Please use this identifier to cite or link to this item: https://hdl.handle.net/11681/9156
Title: A mathematical model for river ice processes
Authors: Clarkson University. Dept. of Civil and Environmental Engineering.
Lal, A. M. Wasantha.
Shen, Hung Tao.
Keywords: Ice
Ohio River
St. Lawrence River
Mathematical models
River ice
Ice mechanics
Hydraulic models
Publisher: Cold Regions Research and Engineering Laboratory (U.S.)
Engineer Research and Development Center (U.S.)
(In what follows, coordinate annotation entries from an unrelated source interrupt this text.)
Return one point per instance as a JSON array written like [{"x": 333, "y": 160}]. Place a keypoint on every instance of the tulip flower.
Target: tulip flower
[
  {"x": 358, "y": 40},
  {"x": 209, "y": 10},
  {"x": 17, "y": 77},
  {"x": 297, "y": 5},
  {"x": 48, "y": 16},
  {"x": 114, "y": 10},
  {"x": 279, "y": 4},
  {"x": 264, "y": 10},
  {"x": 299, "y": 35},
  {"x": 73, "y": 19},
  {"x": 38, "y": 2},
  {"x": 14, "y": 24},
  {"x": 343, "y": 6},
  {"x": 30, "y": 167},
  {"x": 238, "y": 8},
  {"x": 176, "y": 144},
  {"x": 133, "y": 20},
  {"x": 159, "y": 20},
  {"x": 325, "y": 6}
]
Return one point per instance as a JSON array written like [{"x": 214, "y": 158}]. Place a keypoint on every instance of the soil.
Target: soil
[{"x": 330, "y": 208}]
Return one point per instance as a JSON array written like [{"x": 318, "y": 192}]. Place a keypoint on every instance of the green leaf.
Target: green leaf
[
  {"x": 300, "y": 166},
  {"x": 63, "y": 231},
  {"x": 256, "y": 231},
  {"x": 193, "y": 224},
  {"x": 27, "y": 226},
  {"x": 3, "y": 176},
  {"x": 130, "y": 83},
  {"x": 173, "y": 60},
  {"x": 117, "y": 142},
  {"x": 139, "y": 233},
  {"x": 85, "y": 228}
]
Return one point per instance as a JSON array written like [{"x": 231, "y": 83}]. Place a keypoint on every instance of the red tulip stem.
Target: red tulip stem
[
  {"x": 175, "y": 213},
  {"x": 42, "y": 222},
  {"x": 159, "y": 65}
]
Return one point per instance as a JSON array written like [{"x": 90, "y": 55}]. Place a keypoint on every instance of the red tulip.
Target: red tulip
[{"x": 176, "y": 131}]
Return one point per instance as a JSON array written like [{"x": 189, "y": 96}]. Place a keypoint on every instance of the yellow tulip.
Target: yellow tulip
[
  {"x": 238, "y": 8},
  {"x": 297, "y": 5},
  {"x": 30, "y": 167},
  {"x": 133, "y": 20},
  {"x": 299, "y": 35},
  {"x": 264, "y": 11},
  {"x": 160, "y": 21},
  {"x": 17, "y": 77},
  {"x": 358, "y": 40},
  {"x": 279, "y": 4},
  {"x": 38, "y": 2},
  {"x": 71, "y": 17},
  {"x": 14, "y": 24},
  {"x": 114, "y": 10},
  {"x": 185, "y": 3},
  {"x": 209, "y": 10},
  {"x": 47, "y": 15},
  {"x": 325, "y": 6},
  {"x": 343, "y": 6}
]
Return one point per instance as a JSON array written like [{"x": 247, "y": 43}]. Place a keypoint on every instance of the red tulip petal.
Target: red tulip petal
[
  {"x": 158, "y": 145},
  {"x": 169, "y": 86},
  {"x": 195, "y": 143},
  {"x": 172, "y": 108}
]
Series/Report no.: CRREL report ; 93-4.
Description: CRREL Report
Abstract: River ice processes are complex phenomena that are affected by many factors, including meteorological conditions, thermal inputs, hydraulic conditions and channel geometry. In this study a one-dimensional model called RICE is developed for simulating ice processes in rivers. In the river hydraulics component, the flow condition is determined by an implicit finite-difference solution of one-dimensional unsteady flow equations. In the thermal component, distributions of water temperature and ice concentration are determined by a Lagrangian—Eulerian solution scheme for equations of transport of thermal energy and ice. A two-layer formulation is introduced to model the ice transport. In this formulation the total ice discharge is considered to consist of the surface ice discharge and the discharge of suspended ice distributed over the depth of the flow. The effect of surface ice on ice production, as well as the formation of skim ice and border ice, is included. The dynamic formation and stability of the ice cover is formulated according to existing equilibrium ice jam theories with due consideration to the interaction between the ice cover and the flow. The undercover ice accumulation is formulated according to the critical velocity criterion. The growth and decay of the ice cover is simulated using a finite-difference formulation applicable to composite ice covers consisting of snow, ice and frazil layers. The model has been applied to the St. Lawrence River and the Ohio River system, with simulated results comparing favorably with field observations. Future improvements on the mathematical model as well as theoretical formulations on various ice processes are discussed.